In 1992, responsibility transferred to the Higher Education Quality Council, which handed it on to its replacement, the Quality Assurance Agency, last year.
Under the revamped scheme, ultimate responsibility rests with a QAA committee called the Access Recognition and Licensing Committee, with representatives from the QAA board, further and higher education and access groups.
This takes advice from the Access Recognition Advisory Committee, which includes representatives from across higher education, including the Association of Colleges, Universities and Colleges Admissions Service and the Higher Education Statistics Agency.
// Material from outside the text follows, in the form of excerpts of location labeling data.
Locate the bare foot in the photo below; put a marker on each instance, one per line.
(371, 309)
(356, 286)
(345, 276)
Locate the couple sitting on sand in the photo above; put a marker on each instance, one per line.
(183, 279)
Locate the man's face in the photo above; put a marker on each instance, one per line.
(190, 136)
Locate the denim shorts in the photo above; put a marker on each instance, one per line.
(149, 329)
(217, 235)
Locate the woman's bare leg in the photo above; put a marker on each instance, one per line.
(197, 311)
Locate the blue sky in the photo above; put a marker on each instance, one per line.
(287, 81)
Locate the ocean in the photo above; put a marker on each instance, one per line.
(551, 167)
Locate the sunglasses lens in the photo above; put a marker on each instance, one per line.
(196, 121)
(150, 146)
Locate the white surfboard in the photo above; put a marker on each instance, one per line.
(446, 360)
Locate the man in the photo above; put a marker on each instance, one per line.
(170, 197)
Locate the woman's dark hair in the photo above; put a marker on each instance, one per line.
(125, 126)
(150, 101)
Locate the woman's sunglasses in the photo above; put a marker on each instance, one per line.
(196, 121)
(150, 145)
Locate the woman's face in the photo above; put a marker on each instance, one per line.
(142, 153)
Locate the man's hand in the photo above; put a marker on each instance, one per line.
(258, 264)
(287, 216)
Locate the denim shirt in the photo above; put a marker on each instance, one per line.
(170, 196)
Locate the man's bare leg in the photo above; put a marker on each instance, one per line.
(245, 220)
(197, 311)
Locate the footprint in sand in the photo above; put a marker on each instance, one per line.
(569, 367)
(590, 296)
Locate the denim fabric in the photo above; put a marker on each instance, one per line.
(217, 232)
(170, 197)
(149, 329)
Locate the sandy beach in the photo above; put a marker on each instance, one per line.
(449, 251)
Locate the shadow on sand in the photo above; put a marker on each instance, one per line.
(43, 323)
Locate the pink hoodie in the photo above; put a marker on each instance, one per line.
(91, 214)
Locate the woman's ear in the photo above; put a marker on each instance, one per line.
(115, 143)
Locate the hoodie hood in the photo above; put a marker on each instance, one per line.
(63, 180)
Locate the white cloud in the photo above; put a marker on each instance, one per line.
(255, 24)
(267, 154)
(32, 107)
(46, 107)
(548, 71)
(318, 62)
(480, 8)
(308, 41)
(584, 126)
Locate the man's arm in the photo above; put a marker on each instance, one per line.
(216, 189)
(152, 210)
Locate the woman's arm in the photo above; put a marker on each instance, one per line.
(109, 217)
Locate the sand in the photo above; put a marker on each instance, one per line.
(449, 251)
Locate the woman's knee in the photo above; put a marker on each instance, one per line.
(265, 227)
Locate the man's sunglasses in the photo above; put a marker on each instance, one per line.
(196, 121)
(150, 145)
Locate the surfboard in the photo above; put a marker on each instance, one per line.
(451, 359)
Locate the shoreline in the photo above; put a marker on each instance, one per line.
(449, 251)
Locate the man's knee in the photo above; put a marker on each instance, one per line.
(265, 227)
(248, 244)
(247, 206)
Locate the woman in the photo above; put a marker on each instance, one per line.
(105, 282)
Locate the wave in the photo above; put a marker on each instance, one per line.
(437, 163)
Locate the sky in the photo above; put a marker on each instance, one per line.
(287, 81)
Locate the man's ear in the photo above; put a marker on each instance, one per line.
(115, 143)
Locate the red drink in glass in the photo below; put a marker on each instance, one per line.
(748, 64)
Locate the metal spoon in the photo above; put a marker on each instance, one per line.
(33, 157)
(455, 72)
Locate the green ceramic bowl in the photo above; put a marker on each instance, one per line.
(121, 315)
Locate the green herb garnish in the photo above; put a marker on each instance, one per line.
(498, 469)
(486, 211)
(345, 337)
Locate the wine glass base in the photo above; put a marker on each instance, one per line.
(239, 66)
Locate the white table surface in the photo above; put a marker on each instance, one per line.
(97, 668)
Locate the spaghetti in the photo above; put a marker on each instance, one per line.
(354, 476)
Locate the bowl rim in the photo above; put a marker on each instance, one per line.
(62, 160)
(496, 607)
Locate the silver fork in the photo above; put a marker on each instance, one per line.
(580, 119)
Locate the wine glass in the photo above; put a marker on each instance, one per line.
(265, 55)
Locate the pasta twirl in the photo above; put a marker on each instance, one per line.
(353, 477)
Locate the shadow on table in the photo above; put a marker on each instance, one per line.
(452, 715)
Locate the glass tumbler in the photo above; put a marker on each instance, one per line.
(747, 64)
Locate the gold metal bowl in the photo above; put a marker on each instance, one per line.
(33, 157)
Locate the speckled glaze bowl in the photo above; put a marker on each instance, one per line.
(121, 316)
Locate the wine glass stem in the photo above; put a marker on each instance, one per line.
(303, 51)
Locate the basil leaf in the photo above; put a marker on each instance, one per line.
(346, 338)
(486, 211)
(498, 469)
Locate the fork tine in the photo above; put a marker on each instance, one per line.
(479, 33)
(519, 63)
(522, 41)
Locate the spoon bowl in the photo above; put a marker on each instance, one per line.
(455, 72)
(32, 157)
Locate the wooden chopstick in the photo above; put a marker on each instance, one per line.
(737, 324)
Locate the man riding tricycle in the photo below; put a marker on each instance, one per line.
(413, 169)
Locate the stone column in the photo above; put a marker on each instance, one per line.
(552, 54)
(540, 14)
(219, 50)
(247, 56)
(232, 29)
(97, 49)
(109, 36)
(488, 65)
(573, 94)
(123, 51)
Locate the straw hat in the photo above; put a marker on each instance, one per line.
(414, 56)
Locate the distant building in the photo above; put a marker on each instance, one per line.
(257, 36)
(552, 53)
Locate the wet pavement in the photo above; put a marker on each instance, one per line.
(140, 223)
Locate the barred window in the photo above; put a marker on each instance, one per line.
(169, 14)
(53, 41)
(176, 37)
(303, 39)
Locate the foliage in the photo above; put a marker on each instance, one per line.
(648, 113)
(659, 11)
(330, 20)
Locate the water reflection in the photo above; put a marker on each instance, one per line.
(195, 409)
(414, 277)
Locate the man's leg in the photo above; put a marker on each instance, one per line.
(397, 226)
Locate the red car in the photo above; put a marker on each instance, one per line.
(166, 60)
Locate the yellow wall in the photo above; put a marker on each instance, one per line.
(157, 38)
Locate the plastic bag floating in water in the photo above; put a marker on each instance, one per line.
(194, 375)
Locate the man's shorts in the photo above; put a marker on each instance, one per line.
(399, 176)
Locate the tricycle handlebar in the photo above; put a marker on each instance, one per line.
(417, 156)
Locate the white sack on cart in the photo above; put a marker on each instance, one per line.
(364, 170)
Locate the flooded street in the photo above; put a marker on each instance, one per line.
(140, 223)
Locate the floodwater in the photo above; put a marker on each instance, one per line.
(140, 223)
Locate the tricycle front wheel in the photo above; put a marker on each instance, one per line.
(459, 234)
The licensing committee licenses and regularly reviews authorised validating agencies, which assess programme details sent in by universities and colleges that run access courses.
These agencies also appoint examiners or moderators for the courses, receive recommendations from examiners about making awards and finally award the "kitemarked" access certificates to students.
Two years ago, the HEQC suggested dropping its role as the validator of access courses because it was expensive and because courses run in further education colleges could be inspected by the Further Education Funding Council, while others were covered by academic audit and teaching quality assessment.
But responses to a consultation paper showed such strong objections to this plan that it had to be dropped. A spokesman for the QAA said the issue now belonged to the past.